The EPA restricted the release of MosquitoMate’s product, called ZAP Males, to 20 states and Washington DC. The agency has previously said that those places “are similar in temperature and precipitation to areas where efficacy of the ZAP Males was tested” — Kentucky, New York and California. The EPA decision excludes much of the southeastern United States, which is home to dense populations of mosquitoes and a long mosquito season, because MosquitoMate did not conduct field trials there.
MosquitoMate plans to begin selling its mosquitoes locally, in Lexington, and will expand from there to nearby cities such as Louisville, Kentucky, and Cincinnati, Ohio. The company will work with home owners, golf courses, hotels and other customers to deploy its insects, according to Dobson. “Now the work starts,” he says.
The company will have to start small. Suppressing the mosquito population of an entire city would likely require the weekly production of millions of these mosquitoes. To reach that level, Dobson’s company must find a way to efficiently separate male mosquitoes from females. The company’s technicians now separate them both by hand and mechanically, Dobson says.

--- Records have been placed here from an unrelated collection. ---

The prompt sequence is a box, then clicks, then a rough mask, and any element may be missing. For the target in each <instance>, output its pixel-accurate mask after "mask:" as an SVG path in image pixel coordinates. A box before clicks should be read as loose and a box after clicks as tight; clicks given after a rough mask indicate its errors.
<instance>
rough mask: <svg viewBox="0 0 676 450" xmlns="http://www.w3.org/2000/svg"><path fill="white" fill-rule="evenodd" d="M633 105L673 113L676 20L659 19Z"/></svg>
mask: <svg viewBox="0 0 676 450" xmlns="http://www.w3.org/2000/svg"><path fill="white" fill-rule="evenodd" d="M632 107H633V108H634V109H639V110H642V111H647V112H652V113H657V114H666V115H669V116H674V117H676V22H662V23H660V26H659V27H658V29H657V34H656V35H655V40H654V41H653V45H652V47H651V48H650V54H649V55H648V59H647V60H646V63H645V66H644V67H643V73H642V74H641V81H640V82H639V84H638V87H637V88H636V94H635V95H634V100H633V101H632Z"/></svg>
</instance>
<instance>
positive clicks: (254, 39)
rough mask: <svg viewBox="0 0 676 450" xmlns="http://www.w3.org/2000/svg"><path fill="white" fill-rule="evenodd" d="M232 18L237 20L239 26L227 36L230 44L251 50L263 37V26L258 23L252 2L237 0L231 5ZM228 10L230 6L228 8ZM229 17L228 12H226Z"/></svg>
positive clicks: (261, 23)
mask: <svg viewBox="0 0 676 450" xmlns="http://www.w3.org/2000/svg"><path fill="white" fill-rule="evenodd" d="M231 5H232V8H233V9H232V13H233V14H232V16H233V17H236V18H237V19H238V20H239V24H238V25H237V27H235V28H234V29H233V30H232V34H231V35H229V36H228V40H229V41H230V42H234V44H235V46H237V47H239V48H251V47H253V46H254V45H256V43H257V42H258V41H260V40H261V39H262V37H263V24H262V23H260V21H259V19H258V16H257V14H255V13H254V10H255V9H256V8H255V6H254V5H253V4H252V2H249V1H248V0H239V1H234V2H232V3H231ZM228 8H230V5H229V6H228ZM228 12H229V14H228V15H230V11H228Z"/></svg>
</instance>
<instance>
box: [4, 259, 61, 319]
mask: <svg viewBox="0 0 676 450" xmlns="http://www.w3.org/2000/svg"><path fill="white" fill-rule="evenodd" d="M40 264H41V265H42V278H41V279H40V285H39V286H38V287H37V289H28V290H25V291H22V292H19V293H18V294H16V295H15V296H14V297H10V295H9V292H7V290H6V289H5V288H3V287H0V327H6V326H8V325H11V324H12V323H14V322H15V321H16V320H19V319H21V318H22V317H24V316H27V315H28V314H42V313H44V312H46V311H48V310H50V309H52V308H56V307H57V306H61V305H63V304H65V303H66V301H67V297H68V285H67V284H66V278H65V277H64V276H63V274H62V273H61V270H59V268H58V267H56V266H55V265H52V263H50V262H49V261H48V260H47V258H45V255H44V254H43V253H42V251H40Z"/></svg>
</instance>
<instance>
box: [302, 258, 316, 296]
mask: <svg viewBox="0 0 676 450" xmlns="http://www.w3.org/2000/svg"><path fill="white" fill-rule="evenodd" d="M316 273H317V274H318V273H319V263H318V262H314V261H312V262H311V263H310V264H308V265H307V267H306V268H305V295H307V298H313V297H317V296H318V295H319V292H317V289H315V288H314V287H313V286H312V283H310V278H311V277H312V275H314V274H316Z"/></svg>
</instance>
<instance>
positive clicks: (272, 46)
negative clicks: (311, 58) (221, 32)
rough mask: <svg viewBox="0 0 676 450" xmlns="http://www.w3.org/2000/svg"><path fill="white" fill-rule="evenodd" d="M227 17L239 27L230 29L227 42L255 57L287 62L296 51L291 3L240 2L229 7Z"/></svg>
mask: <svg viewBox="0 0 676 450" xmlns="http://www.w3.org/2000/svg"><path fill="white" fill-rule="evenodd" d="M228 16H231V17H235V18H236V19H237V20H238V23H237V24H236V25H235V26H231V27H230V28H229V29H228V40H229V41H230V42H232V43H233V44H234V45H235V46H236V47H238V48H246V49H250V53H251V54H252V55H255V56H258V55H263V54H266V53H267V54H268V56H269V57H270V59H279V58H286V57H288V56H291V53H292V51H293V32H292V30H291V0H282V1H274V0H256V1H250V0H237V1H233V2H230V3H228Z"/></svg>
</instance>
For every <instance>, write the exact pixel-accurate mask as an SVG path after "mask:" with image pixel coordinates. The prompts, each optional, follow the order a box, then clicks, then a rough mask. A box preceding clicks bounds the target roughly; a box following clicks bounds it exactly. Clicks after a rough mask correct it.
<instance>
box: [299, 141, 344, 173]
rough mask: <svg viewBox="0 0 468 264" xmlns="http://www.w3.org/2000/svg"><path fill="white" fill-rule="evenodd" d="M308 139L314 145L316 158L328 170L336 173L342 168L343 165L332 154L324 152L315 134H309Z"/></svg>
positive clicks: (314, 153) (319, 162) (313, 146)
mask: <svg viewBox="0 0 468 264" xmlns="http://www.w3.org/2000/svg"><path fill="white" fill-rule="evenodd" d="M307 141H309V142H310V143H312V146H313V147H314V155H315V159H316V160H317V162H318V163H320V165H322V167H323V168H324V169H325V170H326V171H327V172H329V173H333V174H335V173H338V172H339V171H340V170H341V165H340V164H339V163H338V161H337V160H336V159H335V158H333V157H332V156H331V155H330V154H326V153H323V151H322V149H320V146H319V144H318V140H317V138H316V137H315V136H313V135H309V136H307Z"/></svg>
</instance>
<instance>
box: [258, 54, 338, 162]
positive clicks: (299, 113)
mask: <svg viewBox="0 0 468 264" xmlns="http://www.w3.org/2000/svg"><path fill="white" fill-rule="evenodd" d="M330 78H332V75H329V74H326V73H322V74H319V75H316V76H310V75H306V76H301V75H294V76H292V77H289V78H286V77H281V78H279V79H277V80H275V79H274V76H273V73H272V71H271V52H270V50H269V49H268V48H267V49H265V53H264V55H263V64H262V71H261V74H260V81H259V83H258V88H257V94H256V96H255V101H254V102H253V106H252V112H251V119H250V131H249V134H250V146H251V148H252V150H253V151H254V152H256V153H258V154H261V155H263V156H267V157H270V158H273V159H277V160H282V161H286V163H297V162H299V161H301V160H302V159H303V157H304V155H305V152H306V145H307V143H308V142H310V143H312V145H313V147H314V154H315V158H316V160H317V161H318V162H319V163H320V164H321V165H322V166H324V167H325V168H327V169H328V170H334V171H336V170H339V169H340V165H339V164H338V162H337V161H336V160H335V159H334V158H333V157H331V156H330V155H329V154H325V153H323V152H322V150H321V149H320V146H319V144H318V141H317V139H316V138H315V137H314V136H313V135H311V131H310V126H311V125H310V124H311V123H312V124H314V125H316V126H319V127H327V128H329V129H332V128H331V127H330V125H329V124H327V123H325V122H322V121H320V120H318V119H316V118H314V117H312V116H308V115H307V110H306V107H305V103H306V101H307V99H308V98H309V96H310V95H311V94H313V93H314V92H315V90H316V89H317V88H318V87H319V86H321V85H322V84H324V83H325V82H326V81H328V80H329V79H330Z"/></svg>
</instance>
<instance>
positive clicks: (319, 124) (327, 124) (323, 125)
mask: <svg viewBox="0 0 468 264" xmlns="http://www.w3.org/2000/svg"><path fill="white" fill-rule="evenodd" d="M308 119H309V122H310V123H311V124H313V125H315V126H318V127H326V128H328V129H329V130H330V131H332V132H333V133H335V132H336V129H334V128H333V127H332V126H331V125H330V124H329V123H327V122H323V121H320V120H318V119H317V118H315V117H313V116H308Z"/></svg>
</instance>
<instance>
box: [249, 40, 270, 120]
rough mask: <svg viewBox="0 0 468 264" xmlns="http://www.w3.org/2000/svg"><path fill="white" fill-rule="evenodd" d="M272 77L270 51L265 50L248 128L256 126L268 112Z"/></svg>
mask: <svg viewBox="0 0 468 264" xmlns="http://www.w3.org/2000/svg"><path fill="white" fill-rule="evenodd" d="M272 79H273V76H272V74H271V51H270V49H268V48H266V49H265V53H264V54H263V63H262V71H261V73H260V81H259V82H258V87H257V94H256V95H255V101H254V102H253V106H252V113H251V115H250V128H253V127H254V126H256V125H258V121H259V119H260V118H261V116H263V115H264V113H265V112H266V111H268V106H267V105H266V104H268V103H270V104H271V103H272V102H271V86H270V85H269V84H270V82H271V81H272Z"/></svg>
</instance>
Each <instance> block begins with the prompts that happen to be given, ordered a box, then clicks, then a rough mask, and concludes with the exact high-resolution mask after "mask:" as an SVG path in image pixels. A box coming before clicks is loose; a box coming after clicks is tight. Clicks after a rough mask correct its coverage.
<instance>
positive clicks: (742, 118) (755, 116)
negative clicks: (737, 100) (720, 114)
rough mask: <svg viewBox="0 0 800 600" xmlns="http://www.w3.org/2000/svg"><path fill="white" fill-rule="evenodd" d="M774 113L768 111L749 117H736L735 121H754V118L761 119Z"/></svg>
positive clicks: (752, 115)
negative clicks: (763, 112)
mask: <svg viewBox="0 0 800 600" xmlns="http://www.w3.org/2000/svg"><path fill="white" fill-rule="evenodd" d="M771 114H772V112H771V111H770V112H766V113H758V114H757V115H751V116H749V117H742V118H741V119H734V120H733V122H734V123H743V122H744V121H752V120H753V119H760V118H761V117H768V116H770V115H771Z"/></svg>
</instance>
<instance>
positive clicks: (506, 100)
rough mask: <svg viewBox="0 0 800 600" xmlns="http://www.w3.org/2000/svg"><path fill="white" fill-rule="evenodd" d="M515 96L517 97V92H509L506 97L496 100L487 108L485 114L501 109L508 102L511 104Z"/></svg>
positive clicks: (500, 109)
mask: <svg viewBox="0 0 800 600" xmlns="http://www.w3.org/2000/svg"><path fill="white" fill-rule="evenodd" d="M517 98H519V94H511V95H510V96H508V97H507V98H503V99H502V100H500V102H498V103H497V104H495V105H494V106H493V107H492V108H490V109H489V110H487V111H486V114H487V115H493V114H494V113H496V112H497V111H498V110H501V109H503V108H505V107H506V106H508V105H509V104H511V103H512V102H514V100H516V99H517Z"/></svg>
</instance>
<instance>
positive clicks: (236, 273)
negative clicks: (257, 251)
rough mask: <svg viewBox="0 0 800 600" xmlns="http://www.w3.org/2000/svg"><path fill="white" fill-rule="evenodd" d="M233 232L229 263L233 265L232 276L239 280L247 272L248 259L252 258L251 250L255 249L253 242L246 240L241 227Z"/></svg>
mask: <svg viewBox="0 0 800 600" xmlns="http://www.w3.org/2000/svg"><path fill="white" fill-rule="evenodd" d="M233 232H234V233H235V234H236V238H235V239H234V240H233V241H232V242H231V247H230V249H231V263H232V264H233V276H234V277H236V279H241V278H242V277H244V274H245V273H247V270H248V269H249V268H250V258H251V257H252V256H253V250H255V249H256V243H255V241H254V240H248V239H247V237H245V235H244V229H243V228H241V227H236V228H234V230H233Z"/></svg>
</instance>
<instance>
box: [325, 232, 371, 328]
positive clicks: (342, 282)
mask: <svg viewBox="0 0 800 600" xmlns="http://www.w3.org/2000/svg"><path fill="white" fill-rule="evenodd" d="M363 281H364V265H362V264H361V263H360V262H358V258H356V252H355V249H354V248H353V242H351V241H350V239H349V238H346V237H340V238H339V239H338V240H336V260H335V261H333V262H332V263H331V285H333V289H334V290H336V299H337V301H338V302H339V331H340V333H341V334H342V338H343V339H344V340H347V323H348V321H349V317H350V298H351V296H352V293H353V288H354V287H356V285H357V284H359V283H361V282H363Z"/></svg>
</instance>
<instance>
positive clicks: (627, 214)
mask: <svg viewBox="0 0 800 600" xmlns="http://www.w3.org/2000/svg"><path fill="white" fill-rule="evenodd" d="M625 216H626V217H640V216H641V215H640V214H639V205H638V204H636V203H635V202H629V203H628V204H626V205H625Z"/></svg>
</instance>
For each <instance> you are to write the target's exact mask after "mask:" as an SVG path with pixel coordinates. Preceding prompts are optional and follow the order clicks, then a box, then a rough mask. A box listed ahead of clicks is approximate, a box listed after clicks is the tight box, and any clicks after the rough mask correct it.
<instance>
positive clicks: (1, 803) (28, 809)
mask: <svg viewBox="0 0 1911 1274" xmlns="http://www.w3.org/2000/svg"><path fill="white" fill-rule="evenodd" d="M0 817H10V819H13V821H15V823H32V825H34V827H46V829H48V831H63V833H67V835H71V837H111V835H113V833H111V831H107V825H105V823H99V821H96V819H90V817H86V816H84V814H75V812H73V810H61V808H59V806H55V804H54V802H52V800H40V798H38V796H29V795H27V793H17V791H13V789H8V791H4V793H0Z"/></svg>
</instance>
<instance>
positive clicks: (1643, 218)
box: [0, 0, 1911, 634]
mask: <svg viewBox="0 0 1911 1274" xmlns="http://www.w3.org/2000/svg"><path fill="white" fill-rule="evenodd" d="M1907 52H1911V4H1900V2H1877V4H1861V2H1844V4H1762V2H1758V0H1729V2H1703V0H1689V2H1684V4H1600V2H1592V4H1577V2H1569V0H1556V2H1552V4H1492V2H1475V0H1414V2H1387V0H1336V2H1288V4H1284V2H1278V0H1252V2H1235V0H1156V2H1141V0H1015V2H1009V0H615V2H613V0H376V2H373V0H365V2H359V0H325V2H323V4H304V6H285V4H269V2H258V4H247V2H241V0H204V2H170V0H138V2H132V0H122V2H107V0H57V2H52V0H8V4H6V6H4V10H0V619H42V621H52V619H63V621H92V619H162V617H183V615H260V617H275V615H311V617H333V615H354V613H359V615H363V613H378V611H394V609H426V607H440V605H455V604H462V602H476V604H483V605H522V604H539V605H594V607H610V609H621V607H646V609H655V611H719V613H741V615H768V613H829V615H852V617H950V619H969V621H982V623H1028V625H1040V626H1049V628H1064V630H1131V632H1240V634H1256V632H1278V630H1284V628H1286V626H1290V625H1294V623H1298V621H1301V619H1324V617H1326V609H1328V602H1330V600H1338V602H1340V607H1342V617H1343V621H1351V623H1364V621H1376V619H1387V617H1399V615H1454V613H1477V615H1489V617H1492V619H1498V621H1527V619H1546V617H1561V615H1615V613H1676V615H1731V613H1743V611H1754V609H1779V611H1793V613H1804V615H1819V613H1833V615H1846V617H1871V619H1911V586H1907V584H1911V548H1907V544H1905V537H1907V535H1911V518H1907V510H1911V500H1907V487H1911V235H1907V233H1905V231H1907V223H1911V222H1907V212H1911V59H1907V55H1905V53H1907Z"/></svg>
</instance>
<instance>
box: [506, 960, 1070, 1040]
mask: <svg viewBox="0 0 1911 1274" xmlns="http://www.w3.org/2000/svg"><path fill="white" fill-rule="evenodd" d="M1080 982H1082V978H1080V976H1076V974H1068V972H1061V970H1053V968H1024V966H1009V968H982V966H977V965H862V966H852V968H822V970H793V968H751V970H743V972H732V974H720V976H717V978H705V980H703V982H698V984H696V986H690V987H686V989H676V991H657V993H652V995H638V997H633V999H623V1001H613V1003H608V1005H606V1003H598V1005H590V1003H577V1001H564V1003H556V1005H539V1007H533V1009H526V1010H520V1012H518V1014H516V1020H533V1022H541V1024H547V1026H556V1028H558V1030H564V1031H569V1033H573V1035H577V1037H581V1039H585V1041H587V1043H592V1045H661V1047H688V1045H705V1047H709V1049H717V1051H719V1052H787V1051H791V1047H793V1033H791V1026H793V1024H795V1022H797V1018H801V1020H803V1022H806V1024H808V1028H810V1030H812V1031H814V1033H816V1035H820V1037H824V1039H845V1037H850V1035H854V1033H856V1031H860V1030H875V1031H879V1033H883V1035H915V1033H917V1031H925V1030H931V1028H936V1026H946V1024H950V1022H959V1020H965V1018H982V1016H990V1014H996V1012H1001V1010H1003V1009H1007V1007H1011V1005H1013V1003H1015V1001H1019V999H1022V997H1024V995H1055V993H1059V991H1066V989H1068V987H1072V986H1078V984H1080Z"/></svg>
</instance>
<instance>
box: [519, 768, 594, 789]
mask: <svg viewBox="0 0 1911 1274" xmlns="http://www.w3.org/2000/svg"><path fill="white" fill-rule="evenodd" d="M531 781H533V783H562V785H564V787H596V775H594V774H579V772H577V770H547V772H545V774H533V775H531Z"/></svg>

Another group that is also developing mosquitoes infected with Wolbachia to control wild populations has succeeded in producing large quantities of their insects. Researchers from Sun Yat-sen University in Guangzhou, China and Michigan State University in East Lansing say they are releasing five million Wolbachia-infected A. albopictus each week in Guangzhou, China.
The scientists use mechanical sorters to separate males from females based on their size difference in the pupae stage, with over 99% efficiency, says Zhiyong Xi, a medical entomologist and microbiologist at Michigan State University, who leads the project. They expose the remaining mosquitoes to X-ray radiation in a dose that sterilizes any remaining females but is too low to affect the males.
Zika continues to post a threat to many areas and CMR understands that Oxitech has not experienced the level of suppression locally that they had initially hoped for.